If not, hopefully you can fine tune to what you want.

**bmajeed92**(Bilal Majeed) #5

yeah, this is pretty much what I was looking for but the only problem with this is that obj is computed iteratively, which is very slow in execution. Can we write the objective function better way, maybe by using some matrix argument?

**Mark_L_Stone**(Mark L. Stone) #6

As I wrote above, I leave any possible vectorization as an exercise for you.

I think you can make the current version a little faster by changing to

`for j=setdiff(1:n,i)`

so that Obj terms equal to zero are skipped.

**bmajeed92**(Bilal Majeed) #7

Thanks, Mark.

I did try this before but it only improves the solution time by one second.

I think they key here to reduce the solution time is writing the obj as matrix argument. So, far I haven’t found any function in CVX that can help me do that? Do u think writing my own CVX function is required here?

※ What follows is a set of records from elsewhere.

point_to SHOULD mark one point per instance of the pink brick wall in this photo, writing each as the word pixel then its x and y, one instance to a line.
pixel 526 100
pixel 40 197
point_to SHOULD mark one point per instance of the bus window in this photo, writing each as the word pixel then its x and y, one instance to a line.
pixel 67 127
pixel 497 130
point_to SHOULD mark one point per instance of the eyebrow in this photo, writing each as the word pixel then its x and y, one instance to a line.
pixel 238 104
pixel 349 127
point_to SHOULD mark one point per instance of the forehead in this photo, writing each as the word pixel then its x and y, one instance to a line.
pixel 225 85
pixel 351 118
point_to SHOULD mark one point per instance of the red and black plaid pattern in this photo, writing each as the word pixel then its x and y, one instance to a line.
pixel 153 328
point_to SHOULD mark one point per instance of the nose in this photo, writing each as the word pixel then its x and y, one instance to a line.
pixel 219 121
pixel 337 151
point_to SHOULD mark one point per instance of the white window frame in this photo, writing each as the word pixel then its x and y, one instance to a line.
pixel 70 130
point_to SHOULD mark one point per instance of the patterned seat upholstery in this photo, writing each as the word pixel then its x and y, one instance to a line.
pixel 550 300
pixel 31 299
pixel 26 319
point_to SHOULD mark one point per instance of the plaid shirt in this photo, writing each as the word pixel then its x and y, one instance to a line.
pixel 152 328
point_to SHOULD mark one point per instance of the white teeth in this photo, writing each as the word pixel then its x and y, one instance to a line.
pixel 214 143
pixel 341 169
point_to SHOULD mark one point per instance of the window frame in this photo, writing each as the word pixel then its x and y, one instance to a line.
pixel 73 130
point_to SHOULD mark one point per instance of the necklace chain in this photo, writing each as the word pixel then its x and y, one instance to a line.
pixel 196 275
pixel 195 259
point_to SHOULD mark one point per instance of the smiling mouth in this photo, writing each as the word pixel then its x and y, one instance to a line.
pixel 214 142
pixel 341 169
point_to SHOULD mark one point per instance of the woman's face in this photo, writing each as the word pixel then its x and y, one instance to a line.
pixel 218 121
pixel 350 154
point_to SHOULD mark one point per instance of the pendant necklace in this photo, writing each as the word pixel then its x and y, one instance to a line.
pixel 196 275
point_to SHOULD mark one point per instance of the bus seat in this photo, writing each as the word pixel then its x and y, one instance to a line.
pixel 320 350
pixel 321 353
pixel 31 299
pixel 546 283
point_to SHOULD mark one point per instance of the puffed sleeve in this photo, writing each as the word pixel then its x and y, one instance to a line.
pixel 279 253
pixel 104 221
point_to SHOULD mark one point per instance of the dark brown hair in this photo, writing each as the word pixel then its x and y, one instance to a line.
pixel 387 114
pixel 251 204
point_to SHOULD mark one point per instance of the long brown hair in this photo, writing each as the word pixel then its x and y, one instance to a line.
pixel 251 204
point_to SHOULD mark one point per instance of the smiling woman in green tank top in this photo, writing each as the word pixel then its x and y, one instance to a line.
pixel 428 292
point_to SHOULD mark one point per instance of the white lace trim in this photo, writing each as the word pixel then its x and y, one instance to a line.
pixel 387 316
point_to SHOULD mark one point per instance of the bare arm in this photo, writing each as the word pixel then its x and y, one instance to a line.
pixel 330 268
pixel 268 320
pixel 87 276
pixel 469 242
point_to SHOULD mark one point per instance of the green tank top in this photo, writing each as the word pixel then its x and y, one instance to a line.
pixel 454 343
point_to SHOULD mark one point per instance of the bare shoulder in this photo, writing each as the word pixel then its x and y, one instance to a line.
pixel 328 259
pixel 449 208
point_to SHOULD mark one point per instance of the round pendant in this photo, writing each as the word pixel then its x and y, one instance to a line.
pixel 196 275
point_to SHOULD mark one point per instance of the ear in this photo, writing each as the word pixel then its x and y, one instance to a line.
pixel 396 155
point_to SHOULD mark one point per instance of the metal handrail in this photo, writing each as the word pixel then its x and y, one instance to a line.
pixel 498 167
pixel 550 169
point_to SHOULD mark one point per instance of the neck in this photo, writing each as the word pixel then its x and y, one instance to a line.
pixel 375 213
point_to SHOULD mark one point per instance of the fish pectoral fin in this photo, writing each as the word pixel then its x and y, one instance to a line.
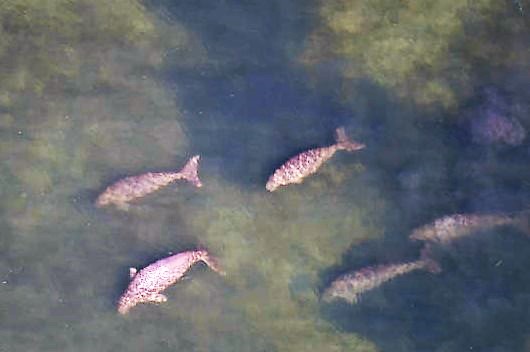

**Mark_L_Stone**(Mark L. Stone) #8

I didn’t figure out a way to vectorize or matrixize the objective. I don’t know whether anyone else can.

**bmajeed92**(Bilal Majeed) #9

Yeah, that’s what I have been working on since last night but I couldn’t figure out yet.

Thanks for your help, I’ll share if I make some progress on that end.

Also, do you think I can use some other software etc for this problem?